BACKGROUND: Campylobacter is an animal and zoonotic pathogen of global importance, and a pressing need exists for effective vaccines, including those that make use of conserved polysaccharide antigens. To this end, we adapted Protein Glycan Coupling Technology (PGCT) to develop a versatile Escherichia coli strain capable of generating multiple glycoconjugate vaccine candidates against Campylobacter jejuni. RESULTS: We generated a glycoengineering E. coli strain containing the conserved C. jejuni heptasaccharide coding region integrated in its chromosome as a model glycan. This methodology confers three advantages: (i) reduction of plasmids and antibiotic markers used for PGCT, (ii) swift generation of many glycan-protein combinations and consequent rapid identification of the most antigenic proteins or peptides, and (iii) increased genetic stability of the polysaccharide coding-region. In this study, by using the model glycan expressing strain, we were able to test proteins from C. jejuni, Pseudomonas aeruginosa (both Gram-negative), and Clostridium perfringens (Gram-positive) as acceptors. Using this pgl integrant E. coli strain, four glycoconjugates were readily generated.

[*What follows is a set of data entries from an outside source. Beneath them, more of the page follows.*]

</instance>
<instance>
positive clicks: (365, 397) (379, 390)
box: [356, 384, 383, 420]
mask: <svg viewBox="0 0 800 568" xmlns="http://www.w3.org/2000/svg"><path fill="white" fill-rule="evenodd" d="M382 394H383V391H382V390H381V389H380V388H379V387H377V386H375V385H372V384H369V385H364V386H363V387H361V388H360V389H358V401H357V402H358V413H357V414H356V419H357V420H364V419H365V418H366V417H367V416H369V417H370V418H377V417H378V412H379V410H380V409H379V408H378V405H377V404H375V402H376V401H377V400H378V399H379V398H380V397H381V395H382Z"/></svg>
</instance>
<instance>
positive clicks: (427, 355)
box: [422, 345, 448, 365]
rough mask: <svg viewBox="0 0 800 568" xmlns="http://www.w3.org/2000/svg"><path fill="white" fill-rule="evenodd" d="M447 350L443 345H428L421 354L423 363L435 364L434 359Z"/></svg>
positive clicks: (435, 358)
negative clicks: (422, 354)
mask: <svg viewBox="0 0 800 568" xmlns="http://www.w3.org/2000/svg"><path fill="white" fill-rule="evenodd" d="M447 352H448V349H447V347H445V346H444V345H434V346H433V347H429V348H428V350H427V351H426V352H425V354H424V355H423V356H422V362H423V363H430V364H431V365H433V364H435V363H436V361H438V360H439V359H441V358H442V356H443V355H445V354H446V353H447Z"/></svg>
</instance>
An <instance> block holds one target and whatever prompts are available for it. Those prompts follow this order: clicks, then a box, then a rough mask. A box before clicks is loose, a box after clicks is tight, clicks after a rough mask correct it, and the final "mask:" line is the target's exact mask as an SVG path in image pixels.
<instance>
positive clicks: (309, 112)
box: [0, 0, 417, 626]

Two glycoconjugates, where both protein and glycan are from C. jejuni (double-hit vaccines), and two glycoconjugates, where the glycan antigen is conjugated to a detoxified toxin from a different pathogen (single-hit vaccines). Because the downstream application of Live Attenuated Vaccine Strains (LAVS) against C. jejuni is to be used in poultry, which have a higher body temperature of 42 °C, we investigated the effect of temperature on protein expression and glycosylation in the E. coli pgl integrant strain. CONCLUSIONS: We determined that glycosylation is temperature dependent and that for the combination of heptasaccharide and carriers used in this study, the level of PglB available for glycosylation is a step limiting factor in the glycosylation reaction. We also demonstrated that temperature affects the ability of PglB to glycosylate its substrates in an in vitro glycosylation assay independent of its transcriptional level.